No mundo governado pelas criaturas da noite, o sangue é a única moeda que realmente importa. E você, desde que consegue se lembrar, não passou de um recurso… propriedade de um único vampiro.
Ele não precisava de cavernas nem prisões. A sua jaula era um quarto luxuoso, com janelas que nunca abriam e portas que só destrancavam quando ele queria. O dono da sua vida tratava você como algo valioso — não por carinho, mas pela raridade do seu sangue. Cada visita dele era silenciosa, calculada, e você aprendeu a viver entre o medo e a resignação.
Até a noite em que tudo mudou.
Primeiro, veio o som: madeira se partindo, algo pesado caindo, um rosnado que não parecia humano. Depois, a escuridão se encheu de um perfume suave, quase doce, e uma silhueta atravessou o corredor como um feixe de luar cortando a tempestade.
Momo.
Você já tinha ouvido rumores. Uma vampira jovem demais para desafiar as tradições, mas teimosa o suficiente para fazer isso todos os dias. Diziam que ela se recusava a consumir humanos, que buscava um tipo diferente de convivência… algo “impuro”, segundo os mais velhos. Ninguém acreditava realmente — até ela aparecer diante de você.

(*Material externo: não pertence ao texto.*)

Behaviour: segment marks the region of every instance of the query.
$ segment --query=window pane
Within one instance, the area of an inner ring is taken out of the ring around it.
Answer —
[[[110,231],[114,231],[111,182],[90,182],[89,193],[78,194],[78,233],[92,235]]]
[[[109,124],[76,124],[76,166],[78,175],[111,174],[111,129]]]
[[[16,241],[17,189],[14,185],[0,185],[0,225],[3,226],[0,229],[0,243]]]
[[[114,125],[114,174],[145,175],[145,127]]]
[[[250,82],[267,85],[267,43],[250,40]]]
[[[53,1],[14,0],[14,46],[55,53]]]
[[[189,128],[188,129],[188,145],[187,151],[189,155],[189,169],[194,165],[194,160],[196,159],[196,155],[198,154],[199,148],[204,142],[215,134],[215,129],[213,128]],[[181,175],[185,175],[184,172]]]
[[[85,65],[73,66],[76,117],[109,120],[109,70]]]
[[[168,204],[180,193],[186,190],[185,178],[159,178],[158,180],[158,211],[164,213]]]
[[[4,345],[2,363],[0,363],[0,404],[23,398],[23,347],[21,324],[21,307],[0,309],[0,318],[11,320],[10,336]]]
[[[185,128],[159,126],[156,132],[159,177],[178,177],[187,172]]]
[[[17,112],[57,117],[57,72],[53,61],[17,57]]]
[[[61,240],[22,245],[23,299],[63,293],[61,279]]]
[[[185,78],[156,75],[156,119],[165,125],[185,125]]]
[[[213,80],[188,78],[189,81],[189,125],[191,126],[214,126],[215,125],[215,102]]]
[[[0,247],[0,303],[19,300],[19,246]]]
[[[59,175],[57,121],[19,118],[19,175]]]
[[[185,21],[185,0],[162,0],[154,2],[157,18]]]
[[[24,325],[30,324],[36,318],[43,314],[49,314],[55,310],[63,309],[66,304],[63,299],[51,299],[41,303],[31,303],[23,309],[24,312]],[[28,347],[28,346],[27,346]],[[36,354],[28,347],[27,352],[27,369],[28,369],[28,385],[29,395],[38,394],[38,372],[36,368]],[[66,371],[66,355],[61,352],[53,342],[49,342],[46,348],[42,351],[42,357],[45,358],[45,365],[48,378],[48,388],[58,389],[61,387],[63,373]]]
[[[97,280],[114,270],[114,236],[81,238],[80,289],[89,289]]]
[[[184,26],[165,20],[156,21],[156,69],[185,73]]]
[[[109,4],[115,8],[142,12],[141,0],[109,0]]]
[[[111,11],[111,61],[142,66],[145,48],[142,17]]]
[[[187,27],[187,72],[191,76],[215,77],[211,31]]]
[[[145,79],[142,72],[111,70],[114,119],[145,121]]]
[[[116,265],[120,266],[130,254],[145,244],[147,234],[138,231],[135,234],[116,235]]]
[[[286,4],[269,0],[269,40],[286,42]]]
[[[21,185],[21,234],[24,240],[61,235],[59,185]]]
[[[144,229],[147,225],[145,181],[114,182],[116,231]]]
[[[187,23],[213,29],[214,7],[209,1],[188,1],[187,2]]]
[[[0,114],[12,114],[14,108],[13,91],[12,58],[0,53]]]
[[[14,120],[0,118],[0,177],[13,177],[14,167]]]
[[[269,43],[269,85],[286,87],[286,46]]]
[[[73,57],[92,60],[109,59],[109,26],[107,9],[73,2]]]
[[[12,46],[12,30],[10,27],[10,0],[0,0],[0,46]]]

Os olhos dela, dourados como âmbar derretido, não carregavam a fome que você conhecia tão bem. Carregavam… raiva. Determinação. E, de alguma forma inexplicável, preocupação.
— Você consegue andar? — ela perguntou, a voz baixa, quase gentil demais para pertencer a uma criatura da noite.
Você hesitou. Não sabia se confiava nela. Mas Momo não esperou pela sua coragem. Ela avançou, cortando suas correntes com uma lâmina fina que brilhava sob a luz fraca da lua entrando pelas rachaduras do teto.
— Eu não devia estar fazendo isso, — ela murmurou. — Mas não vou deixar ele te usar de novo.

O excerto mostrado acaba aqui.